The Cultivators of the Soil

When the new-comers planted themselves on British soil, each group of families united by kinship fixed its home in a separate village or township, to which was given the name of the kindred followed by 'ham' or 'tun,' the first word meaning the home or dwelling, the second the earthen mound which formed the defence of the community. Thus Wokingham is the home of the Wokings, and Wellington the 'tun' of the Wellings. Each man had a homestead of his own, with a strip or strips of arable land in an open field. Beyond the arable land was pasture and wood, common to the whole township, every villager being entitled to drive his cattle or pigs into them according to rules laid down by the whole township.

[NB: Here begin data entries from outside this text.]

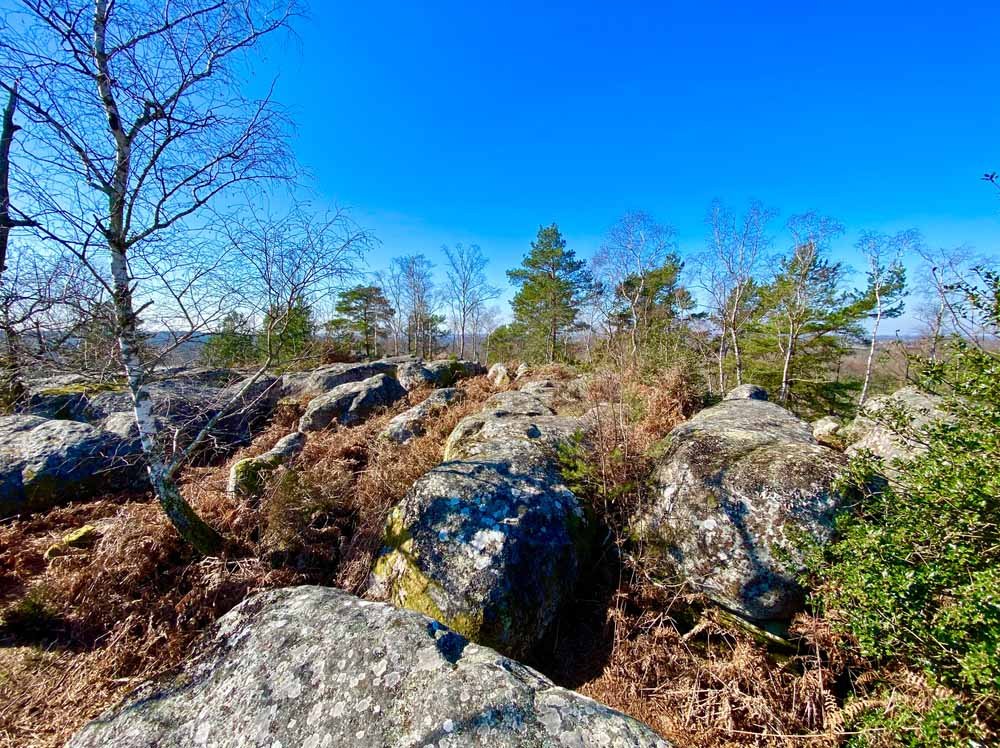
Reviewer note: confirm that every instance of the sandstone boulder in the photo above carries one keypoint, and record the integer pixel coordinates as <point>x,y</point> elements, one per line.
<point>413,422</point>
<point>317,668</point>
<point>349,404</point>
<point>737,489</point>
<point>44,463</point>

The population was divided into Eorls and Ceorls. The Eorl was hereditarily distinguished by birth, and the Ceorl was a simple freeman without any such distinction. How the difference arose we do not know, but we do know that the Eorl had privileges which the Ceorl had not. Below the Ceorls were slaves taken in war or condemned to slavery as criminals. There were also men known as Gesiths, a word which means 'followers,' who were the followers of the chiefs or Ealdormen (Eldermen) who led the conquerors. The Gesiths formed the war-band of the chief. They were probably all of them Eorls, so that though every settler was either an Eorl or a Ceorl, some Eorls were also Gesiths. This war-band of Gesiths was composed of young men who attached themselves to the chief by a tie of personal devotion. It was the highest glory of the Gesith to die to save his chief's life. Of one Gesith it is told that, when he saw a murderer aiming a dagger at his chief, he, not having time to seize the assassin, threw his body between the blow and his chief, and perished rather than allow him to be killed. It was even held to be disgraceful for a Gesith to return from battle alive if his chief had been slain. The word by which the chief was known was Hlaford (Lord), which means a giver of bread, because the Gesiths ate his bread. They not only ate his bread, but they shared in the booty which he brought home. They slept in his hall, and were clothed in the garments woven by his wife and her maidens. A continental writer tells how a body of Gesiths once approached their lord with a petition that he should take a wife, because as long as he remained unmarried there was no one to make new clothes for them or to mend their old ones.